The Principal Engineer operates as a hands‑on expert, shaping strategy while directly influencing complex systems, mentoring senior engineers, and solving the hardest reliability and performance challenges. To serve as a technical authority and reliability architect across critical platforms and applications. This role drives reliability by design, sets enterprise SRE standards, and partners with engineering, architecture, and operations leadership to embed resilience, observability, and automation at scale.
Job Responsibility:
Act as an advisor to leadership to develop or influence applications, network, information security, database, operating systems, or web technologies for highly complex business and technical needs across multiple groups
Lead the strategy and resolution of highly complex and unique challenges requiring in-depth evaluation across multiple areas or the enterprise, delivering solutions that are long-term, large-scale and require vision, creativity, innovation, advanced analytical and inductive thinking
Translate advanced technology experience, an in-depth knowledge of the organizations tactical and strategic business objectives, the enterprise technological environment, the organization structure, and strategic technological opportunities and requirements into technical engineering solutions
Provide vision, direction and expertise to leadership on implementing innovative and significant business solutions
Maintain knowledge of industry best practices and new technologies and recommends innovations that enhance operations or provide a competitive advantage to the organization
Strategically engage with all levels of professionals and managers across the enterprise and serve as an expert advisor to leadership
Define and evolve enterprise‑level SRE strategy, standards, and reference architectures
Establish and govern SLIs, SLOs, and error budgets for Tier‑1 and Tier‑2 services
drive adoption across engineering and operations
Architect highly resilient, scalable, and fault‑tolerant systems across cloud and hybrid platforms
Lead deep‑dive resiliency, capacity, and performance reviews for critical services
Design and mature end‑to‑end observability architectures (metrics, logs, traces) aligned to golden signals
Drive OpenTelemetry‑based standardization and telemetry consistency across platforms
Partner with performance engineering to execute load, stress, soak, failover, and chaos testing
Identify systemic performance bottlenecks and lead remediation across applications, middleware, and infrastructure layers
Lead large‑scale toil identification and elimination initiatives across platforms
Design and implement automation‑first reliability solutions, including self‑healing patterns, auto‑remediation, and AI‑assisted operations
Build reusable golden paths, reliability frameworks, and standardized automation patterns
Champion shift‑left reliability, embedding SRE controls into CI/CD pipelines and design reviews
Serve as senior technical authority during major incidents
provide deep technical triage and architectural guidance
Lead blameless postmortems for high‑impact incidents
ensure systemic fixes over tactical remediation
Drive problem management maturity through trend analysis, recurring issue elimination, and proactive risk reduction
Influence change management practices to ensure safe, predictable, and observable releases
Mentor and coach senior engineers, SREs, and platform teams on advanced reliability practices
Define and maintain SRE maturity models, scorecards, and executive‑level reliability metrics
Partner with architecture, security, and product leaders to align reliability with business outcomes
Establish and review runbooks, readiness checklists, dashboards, and reliability reviews for consistency and effectiveness
Requirements:
7+ years of Engineering experience, or equivalent demonstrated through one or a combination of the following: work experience, training, military experience, education
7+ years’ experience designing and operating large‑scale distributed systems
7+ years hands‑on experience in SRE, Platform Engineering, or DevOps roles
Proven track record of driving enterprise‑scale reliability transformations
Deep expertise in AWS, Azure, or GCP (multi‑cloud experience preferred)

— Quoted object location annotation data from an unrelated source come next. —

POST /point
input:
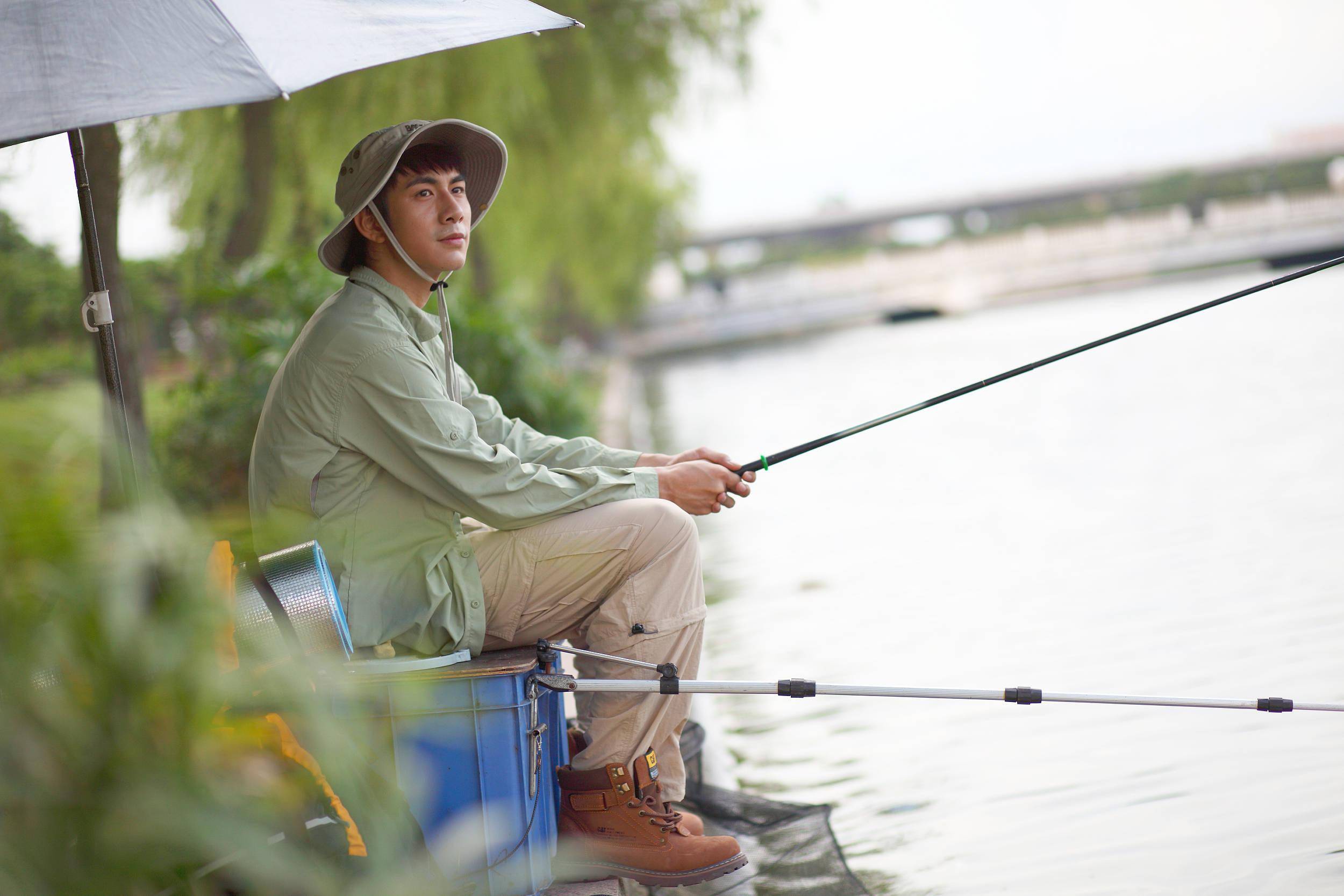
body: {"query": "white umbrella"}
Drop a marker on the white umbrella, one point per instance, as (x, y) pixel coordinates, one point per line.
(73, 63)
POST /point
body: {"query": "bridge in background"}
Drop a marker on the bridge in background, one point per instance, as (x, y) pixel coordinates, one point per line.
(1006, 261)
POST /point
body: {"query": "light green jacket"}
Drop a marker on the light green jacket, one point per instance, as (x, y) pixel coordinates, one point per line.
(361, 448)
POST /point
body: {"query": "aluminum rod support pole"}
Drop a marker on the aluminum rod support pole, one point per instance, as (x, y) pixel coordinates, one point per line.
(767, 462)
(605, 656)
(802, 688)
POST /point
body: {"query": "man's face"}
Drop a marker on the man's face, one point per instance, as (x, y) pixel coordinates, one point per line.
(432, 218)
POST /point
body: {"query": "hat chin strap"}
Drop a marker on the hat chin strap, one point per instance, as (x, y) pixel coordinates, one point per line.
(439, 286)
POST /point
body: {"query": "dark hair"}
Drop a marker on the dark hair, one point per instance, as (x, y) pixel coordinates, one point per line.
(424, 159)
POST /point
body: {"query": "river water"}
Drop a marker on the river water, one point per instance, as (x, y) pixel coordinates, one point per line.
(1164, 516)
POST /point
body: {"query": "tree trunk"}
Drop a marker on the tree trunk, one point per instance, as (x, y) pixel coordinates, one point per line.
(103, 157)
(249, 226)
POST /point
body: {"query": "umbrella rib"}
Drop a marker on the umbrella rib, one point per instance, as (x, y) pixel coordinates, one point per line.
(246, 46)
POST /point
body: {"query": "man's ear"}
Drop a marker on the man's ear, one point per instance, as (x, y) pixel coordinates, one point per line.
(369, 226)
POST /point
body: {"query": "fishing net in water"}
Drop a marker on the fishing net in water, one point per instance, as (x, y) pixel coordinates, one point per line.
(791, 845)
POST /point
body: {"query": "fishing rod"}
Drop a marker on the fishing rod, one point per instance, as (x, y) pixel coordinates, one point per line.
(670, 683)
(767, 462)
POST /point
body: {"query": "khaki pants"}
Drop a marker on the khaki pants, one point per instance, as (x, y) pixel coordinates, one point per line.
(621, 578)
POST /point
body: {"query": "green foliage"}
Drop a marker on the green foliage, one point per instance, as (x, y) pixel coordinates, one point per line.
(35, 366)
(121, 777)
(202, 437)
(41, 295)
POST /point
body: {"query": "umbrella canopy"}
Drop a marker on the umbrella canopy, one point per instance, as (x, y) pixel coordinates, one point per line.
(69, 65)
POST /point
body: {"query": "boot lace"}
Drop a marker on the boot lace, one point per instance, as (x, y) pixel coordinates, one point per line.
(659, 813)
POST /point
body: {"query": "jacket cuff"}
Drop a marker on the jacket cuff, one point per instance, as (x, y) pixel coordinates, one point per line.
(646, 483)
(620, 458)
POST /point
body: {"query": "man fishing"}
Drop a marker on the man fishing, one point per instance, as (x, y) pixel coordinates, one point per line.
(377, 444)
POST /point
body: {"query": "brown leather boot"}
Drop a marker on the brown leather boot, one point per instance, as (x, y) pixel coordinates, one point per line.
(612, 822)
(692, 822)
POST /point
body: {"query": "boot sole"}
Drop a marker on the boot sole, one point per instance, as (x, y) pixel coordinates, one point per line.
(601, 871)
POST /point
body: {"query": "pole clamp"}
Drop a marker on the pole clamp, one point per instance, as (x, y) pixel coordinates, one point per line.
(555, 682)
(796, 688)
(546, 655)
(1022, 696)
(97, 308)
(668, 679)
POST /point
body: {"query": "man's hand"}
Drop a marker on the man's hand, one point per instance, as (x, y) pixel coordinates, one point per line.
(700, 486)
(694, 454)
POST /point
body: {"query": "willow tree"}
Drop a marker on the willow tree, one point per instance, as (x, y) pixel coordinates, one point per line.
(590, 192)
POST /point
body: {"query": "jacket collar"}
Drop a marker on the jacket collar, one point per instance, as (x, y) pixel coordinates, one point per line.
(423, 326)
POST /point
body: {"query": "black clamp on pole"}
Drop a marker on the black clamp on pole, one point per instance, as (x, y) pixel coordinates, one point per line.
(796, 688)
(670, 680)
(1022, 696)
(546, 655)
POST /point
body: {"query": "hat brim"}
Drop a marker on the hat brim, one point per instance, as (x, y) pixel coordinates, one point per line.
(484, 160)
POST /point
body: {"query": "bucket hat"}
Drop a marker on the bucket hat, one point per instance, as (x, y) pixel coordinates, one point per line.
(369, 166)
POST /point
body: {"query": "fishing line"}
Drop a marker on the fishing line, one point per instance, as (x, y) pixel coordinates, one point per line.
(768, 461)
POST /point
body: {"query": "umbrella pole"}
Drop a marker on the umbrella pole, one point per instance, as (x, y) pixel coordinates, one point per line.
(96, 313)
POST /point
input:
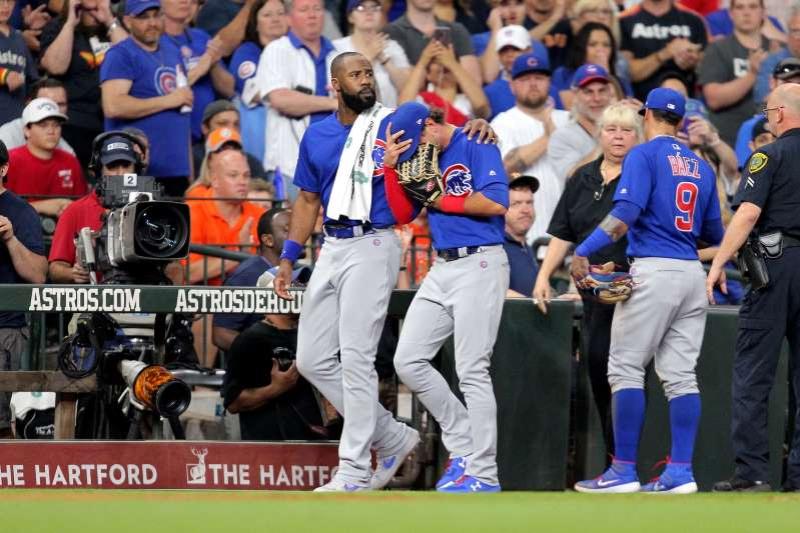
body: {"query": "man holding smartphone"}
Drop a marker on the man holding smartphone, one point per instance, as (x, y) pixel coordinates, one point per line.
(292, 78)
(419, 25)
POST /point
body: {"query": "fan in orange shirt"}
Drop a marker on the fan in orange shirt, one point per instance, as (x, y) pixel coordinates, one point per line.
(227, 220)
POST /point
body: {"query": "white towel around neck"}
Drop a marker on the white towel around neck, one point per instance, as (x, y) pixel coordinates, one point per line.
(351, 196)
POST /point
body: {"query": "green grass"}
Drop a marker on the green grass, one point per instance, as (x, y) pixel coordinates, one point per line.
(88, 511)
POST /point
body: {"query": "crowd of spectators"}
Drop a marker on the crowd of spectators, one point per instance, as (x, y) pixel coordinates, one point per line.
(221, 92)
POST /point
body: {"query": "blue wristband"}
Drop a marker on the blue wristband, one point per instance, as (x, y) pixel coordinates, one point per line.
(291, 250)
(597, 240)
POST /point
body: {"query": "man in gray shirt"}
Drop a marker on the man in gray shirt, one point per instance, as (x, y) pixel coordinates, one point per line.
(730, 67)
(419, 25)
(577, 139)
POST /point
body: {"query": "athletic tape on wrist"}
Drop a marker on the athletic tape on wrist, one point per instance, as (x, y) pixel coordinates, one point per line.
(452, 204)
(291, 250)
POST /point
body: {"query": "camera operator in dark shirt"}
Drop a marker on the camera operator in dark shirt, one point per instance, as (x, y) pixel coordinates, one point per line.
(261, 380)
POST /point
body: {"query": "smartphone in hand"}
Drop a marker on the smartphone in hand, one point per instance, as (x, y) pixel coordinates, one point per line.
(443, 34)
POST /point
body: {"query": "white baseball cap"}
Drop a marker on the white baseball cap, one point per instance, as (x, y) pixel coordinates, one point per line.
(513, 35)
(39, 109)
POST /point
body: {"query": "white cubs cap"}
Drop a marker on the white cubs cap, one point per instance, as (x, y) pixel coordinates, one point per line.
(513, 35)
(39, 109)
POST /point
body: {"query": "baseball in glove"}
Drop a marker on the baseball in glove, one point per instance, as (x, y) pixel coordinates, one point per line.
(420, 177)
(604, 285)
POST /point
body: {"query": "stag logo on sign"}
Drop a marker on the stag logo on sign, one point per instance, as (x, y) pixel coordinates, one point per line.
(196, 473)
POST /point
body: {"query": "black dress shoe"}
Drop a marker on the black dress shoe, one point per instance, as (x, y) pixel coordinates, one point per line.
(741, 485)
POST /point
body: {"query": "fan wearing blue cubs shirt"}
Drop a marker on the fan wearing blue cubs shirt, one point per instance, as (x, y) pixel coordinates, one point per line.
(139, 85)
(665, 202)
(201, 56)
(468, 228)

Strong understanding of container platforms (Kubernetes/OpenShift) and cloud‑native architectures
Strong proficiency in Python, Go, for automation, tooling, and platform integrations
Infrastructure as Code expertise: Terraform, Ansible/Chef
strong Git/GitOps practices
CI/CD expertise: Azure DevOps, GitHub Actions, Jenkins, GitLab CI
Advanced hands‑on experience with Prometheus, Grafana, OpenTelemetry, and APM tools (AppDynamics, Aternity, SPLOC, ThousandEyes)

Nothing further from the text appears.